Before diagnosis I would have worked until I dropped dead
(I was a dedicated workaholic & too worried about money
& how much I earned & how much we had). “Material
Things” don’t matter any more, if I break or
lose them, or even don’t have them. I really, really
enjoy life – being able to have friends & rellies
round (like last Christmas – 12 for Xmas Day + 22
Boxing Day & sort of engineering Geoff (widower) &
Ann (single), both 60s, to meet quite a bit; & they
seem to have hit it off!!! Ian & I would not have gone
to UK (to see ALL my family) & South of France for 7
mths going around in our 17 yo “Pash Wagon”
(my niece nicknamed it that); going to the 2nd World Breast
Conference held in Brussels & paid for by total strangers
from America (wow). Doing something special for each of
my birthdays since – having a wacky 55th b’day
(the 1st one after BrCa) where everyone had to dress up
as something that flies!! One lass sprayed black 2 tea strainers
& had an awfully tatty black wig on (she was a fly –
it was so revolting it was hilarious); I dressed as Big
Bird (with yellow feathers sewn on a head covering I had
for when I lost my hair); a Witch; a Bluebird; A Kingfisher
(he had a cardboard crown on his head & carried a dead
fish in a bucket); his daughters dressed as Toucans (with
2 coke cans hung around their necks); A Flying Doctor from
the Royal Doctor Flying Service (my cousin dressed up in
a white coat with stethoscope round the neck & wings
on her back named Izzy Serious – her name being Isobel)
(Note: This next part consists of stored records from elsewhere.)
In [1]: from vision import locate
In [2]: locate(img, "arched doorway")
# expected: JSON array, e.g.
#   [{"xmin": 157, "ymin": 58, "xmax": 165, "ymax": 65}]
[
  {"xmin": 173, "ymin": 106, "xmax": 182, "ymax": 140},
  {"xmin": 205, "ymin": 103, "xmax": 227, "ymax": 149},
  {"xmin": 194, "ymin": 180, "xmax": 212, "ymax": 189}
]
& she went around handing out really large coloured
smarties from a huge medicine bottle telling everyone they
looked sick; Gaolbird, Time Flies; & had 3 tapes of
music playing all pertaining to flying (some really naf
songs too)!!! I then flew in a Balloon; Ian spent nearly
all his super money on a motorhome & we spent 3 mths
last year touring up to Airlie Beach (Whitsundays, Gt Barrier
Reef) where I got my Scuba Diving Licence. This year for
my 60th he has promised to feed me to the Sharks in the
Aquarium.
So – all my love to you as ever with big hugs &
kisses all round
From your very loving Daughter – VJ.